In the December 2011 quarter, Apple made  $13 billion in profits, an extraordinary figure, 3 billion more than the revenue of Google in the quarter. Apple is an innovation machine, making it so is the legacy of Steve Jobs.

However, there is usually a flip side to the stories of huge success, Jobs was not the nicest person around, brilliant, magnetic, but a real genuine article prick, according to his biographer, and the woes of Apple contract manufacturers in China are well known.

But, who has heard of the mineral Tantalum? Apple uses it, as does every other producer of our electronic gadgets.
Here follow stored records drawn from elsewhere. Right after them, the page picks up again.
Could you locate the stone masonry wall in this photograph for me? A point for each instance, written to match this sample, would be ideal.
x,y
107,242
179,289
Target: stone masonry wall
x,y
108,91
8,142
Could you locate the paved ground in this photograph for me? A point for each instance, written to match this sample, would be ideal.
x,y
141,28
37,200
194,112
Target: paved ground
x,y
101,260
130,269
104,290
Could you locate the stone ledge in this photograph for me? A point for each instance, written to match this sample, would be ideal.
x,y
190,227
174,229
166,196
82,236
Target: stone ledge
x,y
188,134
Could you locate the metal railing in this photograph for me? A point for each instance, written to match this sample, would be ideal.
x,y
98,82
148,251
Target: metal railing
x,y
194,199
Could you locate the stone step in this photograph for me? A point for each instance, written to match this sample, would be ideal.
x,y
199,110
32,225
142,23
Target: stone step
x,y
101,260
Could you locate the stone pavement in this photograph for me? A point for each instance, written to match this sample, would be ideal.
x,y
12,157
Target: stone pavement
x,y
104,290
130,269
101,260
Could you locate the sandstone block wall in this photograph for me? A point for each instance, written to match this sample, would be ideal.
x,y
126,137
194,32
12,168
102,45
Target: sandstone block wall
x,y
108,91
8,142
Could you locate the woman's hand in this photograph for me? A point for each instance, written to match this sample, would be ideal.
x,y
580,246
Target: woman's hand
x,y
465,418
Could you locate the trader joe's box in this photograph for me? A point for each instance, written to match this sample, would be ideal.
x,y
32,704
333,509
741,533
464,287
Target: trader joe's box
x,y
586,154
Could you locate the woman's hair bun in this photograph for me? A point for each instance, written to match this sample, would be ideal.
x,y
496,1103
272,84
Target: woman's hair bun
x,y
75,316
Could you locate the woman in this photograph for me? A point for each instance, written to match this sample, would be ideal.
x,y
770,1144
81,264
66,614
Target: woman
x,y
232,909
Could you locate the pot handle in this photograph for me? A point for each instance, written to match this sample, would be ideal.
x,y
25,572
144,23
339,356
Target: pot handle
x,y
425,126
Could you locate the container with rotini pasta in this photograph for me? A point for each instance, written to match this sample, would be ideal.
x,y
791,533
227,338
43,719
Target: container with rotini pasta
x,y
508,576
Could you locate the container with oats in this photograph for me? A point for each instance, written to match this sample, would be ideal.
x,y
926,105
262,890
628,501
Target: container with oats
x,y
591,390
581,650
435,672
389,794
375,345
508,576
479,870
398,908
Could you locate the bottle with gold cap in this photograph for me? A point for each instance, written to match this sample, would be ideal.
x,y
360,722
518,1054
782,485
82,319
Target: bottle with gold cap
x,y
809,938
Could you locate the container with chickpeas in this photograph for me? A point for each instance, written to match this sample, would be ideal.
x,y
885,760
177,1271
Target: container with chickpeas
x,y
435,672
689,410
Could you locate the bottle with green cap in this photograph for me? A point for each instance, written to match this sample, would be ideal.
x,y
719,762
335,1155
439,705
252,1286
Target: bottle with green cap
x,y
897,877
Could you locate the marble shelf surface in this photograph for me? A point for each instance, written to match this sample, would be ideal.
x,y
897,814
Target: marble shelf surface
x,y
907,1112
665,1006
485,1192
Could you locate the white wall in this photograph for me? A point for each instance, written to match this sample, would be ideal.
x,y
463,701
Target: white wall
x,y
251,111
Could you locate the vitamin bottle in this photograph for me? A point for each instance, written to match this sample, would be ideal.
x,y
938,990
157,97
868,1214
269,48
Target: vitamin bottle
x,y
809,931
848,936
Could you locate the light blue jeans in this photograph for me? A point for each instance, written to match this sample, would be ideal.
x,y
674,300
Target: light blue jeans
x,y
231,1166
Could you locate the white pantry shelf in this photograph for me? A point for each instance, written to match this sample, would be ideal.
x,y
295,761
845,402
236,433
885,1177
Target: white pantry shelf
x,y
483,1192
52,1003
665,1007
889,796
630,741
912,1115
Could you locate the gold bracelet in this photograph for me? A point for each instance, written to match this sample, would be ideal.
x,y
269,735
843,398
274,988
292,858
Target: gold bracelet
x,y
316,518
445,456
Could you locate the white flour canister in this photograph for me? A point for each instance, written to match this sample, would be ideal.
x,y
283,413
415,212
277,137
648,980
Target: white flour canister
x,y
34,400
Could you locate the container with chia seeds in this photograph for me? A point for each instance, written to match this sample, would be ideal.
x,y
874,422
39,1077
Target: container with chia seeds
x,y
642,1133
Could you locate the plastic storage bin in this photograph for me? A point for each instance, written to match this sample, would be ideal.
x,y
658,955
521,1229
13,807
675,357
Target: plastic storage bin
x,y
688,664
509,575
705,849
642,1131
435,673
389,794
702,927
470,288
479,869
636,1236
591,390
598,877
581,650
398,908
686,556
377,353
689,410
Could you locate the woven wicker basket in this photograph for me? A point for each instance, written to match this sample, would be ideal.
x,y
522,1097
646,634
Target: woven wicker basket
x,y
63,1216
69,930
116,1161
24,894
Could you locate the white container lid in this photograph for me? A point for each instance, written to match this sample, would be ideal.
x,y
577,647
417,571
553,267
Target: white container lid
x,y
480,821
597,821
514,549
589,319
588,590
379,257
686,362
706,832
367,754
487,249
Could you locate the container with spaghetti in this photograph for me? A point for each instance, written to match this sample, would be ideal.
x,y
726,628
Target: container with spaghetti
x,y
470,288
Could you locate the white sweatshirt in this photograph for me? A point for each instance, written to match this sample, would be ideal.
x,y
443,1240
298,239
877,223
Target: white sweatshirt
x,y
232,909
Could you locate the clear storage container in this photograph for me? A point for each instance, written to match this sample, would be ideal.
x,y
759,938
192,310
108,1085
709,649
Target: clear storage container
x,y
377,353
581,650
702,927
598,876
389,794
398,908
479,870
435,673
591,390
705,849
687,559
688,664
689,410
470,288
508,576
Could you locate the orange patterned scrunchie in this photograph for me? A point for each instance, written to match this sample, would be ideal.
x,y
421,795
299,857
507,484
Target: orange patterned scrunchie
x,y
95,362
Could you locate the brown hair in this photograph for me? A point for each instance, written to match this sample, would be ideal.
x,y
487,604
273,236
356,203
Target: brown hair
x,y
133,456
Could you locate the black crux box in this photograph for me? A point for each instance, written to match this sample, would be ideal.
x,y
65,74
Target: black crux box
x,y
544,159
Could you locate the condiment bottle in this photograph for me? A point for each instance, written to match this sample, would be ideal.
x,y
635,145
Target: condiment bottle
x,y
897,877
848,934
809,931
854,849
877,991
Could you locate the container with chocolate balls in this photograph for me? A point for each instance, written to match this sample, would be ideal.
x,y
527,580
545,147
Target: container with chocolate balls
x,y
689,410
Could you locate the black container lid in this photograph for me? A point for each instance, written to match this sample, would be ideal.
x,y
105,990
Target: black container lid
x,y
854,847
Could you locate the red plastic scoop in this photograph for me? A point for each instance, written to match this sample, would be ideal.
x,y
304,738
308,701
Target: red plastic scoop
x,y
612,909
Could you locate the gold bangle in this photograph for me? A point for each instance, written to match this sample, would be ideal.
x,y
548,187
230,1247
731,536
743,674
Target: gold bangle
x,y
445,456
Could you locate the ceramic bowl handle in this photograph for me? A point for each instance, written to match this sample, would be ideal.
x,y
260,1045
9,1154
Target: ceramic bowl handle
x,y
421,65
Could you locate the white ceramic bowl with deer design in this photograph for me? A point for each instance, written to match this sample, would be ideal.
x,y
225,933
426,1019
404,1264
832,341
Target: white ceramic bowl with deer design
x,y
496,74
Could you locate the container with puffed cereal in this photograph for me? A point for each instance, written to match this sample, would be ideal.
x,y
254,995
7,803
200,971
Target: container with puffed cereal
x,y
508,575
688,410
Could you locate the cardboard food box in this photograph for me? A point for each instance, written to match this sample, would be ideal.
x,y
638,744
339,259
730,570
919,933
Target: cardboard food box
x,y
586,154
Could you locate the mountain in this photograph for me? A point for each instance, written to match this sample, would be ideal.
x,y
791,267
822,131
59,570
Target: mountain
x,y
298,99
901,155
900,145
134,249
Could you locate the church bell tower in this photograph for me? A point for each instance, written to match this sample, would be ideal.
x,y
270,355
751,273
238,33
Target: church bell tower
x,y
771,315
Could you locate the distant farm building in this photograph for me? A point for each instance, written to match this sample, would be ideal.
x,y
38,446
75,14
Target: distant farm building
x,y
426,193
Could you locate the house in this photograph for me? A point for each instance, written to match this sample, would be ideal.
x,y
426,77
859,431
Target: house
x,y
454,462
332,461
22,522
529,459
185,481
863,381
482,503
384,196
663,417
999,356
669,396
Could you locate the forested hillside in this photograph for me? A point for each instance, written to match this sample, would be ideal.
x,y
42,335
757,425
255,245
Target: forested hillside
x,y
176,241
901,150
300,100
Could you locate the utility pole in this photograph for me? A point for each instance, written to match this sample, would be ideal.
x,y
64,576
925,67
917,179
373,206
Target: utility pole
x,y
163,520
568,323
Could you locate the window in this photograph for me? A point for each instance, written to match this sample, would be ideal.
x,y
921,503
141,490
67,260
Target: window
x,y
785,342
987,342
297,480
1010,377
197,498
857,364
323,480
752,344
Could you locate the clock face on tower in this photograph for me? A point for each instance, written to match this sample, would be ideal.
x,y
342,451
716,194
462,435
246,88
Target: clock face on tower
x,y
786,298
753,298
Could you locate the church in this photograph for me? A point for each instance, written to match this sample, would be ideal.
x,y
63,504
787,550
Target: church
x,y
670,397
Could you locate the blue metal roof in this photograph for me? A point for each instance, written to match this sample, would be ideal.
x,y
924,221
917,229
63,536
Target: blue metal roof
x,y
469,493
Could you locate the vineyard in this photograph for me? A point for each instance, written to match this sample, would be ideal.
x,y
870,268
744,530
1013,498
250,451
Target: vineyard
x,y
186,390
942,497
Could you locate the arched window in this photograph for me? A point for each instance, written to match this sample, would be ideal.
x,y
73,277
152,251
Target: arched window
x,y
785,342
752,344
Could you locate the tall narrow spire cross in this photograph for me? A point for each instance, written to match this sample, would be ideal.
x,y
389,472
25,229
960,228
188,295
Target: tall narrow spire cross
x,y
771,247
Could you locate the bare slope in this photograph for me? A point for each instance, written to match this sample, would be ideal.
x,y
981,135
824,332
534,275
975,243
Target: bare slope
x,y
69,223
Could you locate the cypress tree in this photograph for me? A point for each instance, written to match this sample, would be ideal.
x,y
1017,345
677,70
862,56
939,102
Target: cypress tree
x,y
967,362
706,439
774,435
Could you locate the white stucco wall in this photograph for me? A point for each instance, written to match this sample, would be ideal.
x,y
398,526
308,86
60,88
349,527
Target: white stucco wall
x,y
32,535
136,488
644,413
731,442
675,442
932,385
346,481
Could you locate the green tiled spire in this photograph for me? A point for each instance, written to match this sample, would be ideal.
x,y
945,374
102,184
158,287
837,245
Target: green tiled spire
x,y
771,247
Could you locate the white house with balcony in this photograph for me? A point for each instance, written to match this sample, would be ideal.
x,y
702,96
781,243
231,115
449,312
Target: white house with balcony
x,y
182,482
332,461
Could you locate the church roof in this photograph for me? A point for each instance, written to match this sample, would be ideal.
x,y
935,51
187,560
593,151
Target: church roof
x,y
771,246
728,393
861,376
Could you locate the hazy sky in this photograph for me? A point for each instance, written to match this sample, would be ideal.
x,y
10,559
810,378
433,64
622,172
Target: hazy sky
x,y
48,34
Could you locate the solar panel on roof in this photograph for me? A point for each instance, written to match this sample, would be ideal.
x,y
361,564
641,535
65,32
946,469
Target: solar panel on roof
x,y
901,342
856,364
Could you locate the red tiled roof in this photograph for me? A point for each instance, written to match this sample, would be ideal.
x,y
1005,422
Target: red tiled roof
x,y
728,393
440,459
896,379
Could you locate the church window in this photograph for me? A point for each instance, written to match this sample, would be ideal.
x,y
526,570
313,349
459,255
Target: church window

Talison, a company headquartered in Perth used to mine tantalum in Australia, a mineral extracted from an ore called Coltan, short for Columbite-tantalite, but no longer due to competitive price pressure coming from African supplies. Pity we lost another market.

Coltan is now one of the minerals being mined in West Africa, using primitive tools, and kids paid slave wages, sold so we can have the latest gadget, and the nasties in charge can buy more guns and anti-personnel mines, and fill their Swiss bank accounts.

This blog is usually about marketing, management, and the stuff that hopefully scratches my readers brains to facilitate improvement. However, from time to time, we need to think about the ethical base of what we do. 

This almost unknown story of Coltan ore, and its derivatives should be on our agenda.